Hey, Ryannon, if you had checked with the site first, we could have told you not to waste your money!  

I mean, gee whiz...a Motel 6 when he can have the HILTON?? Sounds like a classy pij with discriminating taste to me!  

However, I'm sure he might use the lovely wicker basket ONE of these days, if only to wait until you are asleep...

I really LIKE this pij! Surely he needs an _additional _name other than PoopMeister...something...well...royal? unique? proud? noble? grand?

Shi


----------



## ryannon (Jul 4, 2007)

mr squeaks said:


> I really LIKE this pij!
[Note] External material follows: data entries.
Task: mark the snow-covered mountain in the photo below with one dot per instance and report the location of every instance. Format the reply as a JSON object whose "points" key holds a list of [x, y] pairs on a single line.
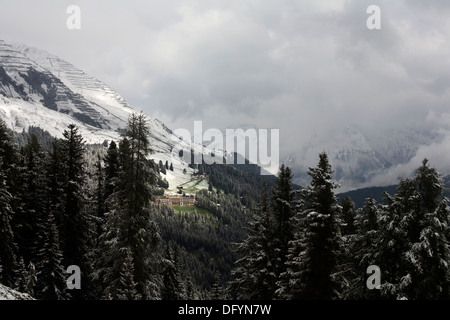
{"points": [[40, 89], [7, 293]]}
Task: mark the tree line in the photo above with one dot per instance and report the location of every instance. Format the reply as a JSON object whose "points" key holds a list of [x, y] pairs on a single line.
{"points": [[299, 243]]}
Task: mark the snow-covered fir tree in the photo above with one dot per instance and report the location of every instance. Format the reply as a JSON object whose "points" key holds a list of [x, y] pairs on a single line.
{"points": [[313, 255], [254, 276]]}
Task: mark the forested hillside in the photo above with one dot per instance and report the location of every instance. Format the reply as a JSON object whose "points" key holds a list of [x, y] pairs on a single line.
{"points": [[64, 203]]}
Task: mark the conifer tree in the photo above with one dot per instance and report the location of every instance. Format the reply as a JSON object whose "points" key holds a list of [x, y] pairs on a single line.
{"points": [[111, 168], [51, 278], [128, 223], [362, 251], [254, 278], [76, 232], [126, 286], [282, 212], [8, 246], [172, 288], [348, 216], [414, 250], [320, 245]]}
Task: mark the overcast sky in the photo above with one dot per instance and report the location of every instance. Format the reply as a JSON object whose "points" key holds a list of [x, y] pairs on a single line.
{"points": [[298, 66]]}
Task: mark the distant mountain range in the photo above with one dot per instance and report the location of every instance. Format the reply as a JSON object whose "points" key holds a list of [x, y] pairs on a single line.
{"points": [[40, 89]]}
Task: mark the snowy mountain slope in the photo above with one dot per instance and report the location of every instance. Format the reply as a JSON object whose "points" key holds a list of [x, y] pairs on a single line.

Surely he needs an _additional _name other than PoopMeister...something...well...royal? unique? proud? noble? grand?
> 
> Shi



Poopinator?

His Majesty the Royal PoopMeister?

Il Gran Poopissimo?

How about The _MOAP?_


----------



## pdpbison (Mar 15, 2005)

Hi ryannon, 



The diet and health and longevity of ferals will vary widely.


Probably, you are thinking of inner-city Birds, confined to Asphalt and paved places with no conspicuous access to open fields or wild Greens, Mineral deposits, or learned tastes for elsewhere.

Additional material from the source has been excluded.